Now focus on the questions you want the students in your classroom to consider. In kindergarten, begin by having students focus on the relationship between the numbers of blue and white tiles by sorting the tiles into blue tiles for the water and white tiles for the border. In a first-grade class, students might focus on the blue tiles and what it means to be square. In a second-grade class, students might begin to organize their data into a table.
Problem B3
What patterns, conjectures, and questions will your students find as they work with this situation?
Problem B4
What questions could you as the teacher pose to elicit and extend student thinking at your grade level?
Problem B5
Recall the framework you explored in Session 2 in looking at patterns: finding, describing, explaining, and using patterns to predict. Which of these skills will your students use in approaching this problem?
Problem B6
Read the article “Experiences with Patterning” from Teaching Children Mathematics. What ideas mentioned seem appropriate for your classroom?

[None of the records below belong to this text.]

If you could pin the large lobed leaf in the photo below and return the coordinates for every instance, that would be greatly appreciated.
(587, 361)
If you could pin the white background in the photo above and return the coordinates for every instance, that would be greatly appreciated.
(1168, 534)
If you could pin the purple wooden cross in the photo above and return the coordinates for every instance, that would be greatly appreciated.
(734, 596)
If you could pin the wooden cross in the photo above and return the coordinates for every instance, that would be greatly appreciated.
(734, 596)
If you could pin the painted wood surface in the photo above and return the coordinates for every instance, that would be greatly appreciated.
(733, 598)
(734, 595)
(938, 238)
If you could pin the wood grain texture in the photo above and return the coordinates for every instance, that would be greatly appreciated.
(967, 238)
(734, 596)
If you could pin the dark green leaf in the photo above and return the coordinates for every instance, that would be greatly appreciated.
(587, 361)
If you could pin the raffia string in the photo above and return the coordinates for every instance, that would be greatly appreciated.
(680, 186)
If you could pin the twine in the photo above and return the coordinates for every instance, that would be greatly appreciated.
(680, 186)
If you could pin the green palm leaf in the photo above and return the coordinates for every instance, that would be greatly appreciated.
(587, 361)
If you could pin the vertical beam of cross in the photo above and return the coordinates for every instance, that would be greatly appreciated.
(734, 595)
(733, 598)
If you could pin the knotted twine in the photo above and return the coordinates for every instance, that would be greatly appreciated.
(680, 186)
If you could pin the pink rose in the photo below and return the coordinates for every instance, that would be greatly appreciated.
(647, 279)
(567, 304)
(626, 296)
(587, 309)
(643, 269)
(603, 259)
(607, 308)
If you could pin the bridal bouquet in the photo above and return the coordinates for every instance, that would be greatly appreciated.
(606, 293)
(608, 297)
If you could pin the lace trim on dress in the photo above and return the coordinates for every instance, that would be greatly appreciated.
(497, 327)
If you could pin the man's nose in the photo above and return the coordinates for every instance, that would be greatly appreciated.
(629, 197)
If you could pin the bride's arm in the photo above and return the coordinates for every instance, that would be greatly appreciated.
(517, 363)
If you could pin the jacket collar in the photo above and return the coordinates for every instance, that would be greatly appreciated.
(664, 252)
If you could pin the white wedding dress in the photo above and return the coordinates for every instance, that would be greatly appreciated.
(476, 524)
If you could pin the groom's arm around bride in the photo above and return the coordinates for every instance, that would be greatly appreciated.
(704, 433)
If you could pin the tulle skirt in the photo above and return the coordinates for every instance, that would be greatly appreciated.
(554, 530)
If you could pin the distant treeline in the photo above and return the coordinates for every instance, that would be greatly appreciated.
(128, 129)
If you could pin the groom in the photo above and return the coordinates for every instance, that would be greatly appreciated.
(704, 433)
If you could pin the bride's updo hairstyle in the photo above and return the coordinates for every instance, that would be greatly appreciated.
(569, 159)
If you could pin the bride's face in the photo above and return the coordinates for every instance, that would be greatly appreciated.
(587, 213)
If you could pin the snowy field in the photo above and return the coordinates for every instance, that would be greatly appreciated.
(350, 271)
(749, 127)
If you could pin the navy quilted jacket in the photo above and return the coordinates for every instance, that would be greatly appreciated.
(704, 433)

Here’s a problem on patterns developed for a kindergarten class:
Shoe Patterns
Focus: Extend patterns
Materials: Children’s shoes
Children sit in a circle, and each child removes one shoe. Arrange some of the shoes in a patterned line. (For example, the pattern might be: vertical, horizontal, vertical, horizontal; this is a nice opportunity to use these terms). Ask if children think they know how to add their shoes to the line, following the pattern. Let several children add their shoes to either end of the line before you ask them whether they can describe the pattern. Let the rest of the children add their shoes and see how far the pattern reaches.
Problem B7
What questions could you ask to develop students’ skills in describing patterns?
Problem B8
What questions could you ask to develop students’ skills in predicting?
Note 4
Look at NCTM’s recommendations for content in the algebra strand in the Standards,then look at the problem for designing square swimming pools. After reading the problem, work on Problems B1-B5.
Note 5
Read the commentary on the swimming pool problem in “Experiences with Patterning,” by Joan Ferrini-Mundy, Glenda Lappan, and Elizabeth Phillips, in Teaching Children Mathematics (February 1997), p. 282-288.
Download PDF File:
Problem B1
Answers will vary. One question might ask how to use the pictures to help find the relationship between the pool number and the numbers of white and blue tiles.
Problem B2
Answers will vary. For the question above, you might discuss building each pool. For example, the blue part of Pool 1 is a 1-by-1 square and takes one blue tile, the blue part of Pool 2 is a 2-by-2 square and takes four blue tiles, etc.
Problem B3
Answers will vary. At this level, many students will see that the blue tiles are always in the shape of a square, and that there are always an even number of white tiles. Some may recognize that the number of white tiles is always a multiple of four.
Problem B4
Answers will vary. At this level, teachers should encourage students to describe the shape of the blue tiles. Ask students to tell you how to build the blue part of Pool 4. Then ask them to think about putting white tiles around that blue pool. How many white tiles do you need for the top? How many for the bottom? Now think about putting tiles around the sides.
Problem B5
Answers will vary. At this level, students should actually build the pools with two different color square tiles, then describe what they built. The process of building will help students put the patterns into words. Many students will use all these skills when solving this problem. For students that are having difficulty, build only the blue part first.
Problem B6
Answers will vary. All of the ideas described in the K-2 section are appropriate for this level student. Many students at this level will be able to answer questions posed the Grades 3-5 section.
Problem B7
Answers will vary. Ask students to describe the directions that the toes of the shoes face, using words like up and left.
Problem B8
Answers will vary. Ask students to repeat the pattern with you by saying: Up, left, up, left, up, left, up, … . Now ask them to continue the pattern.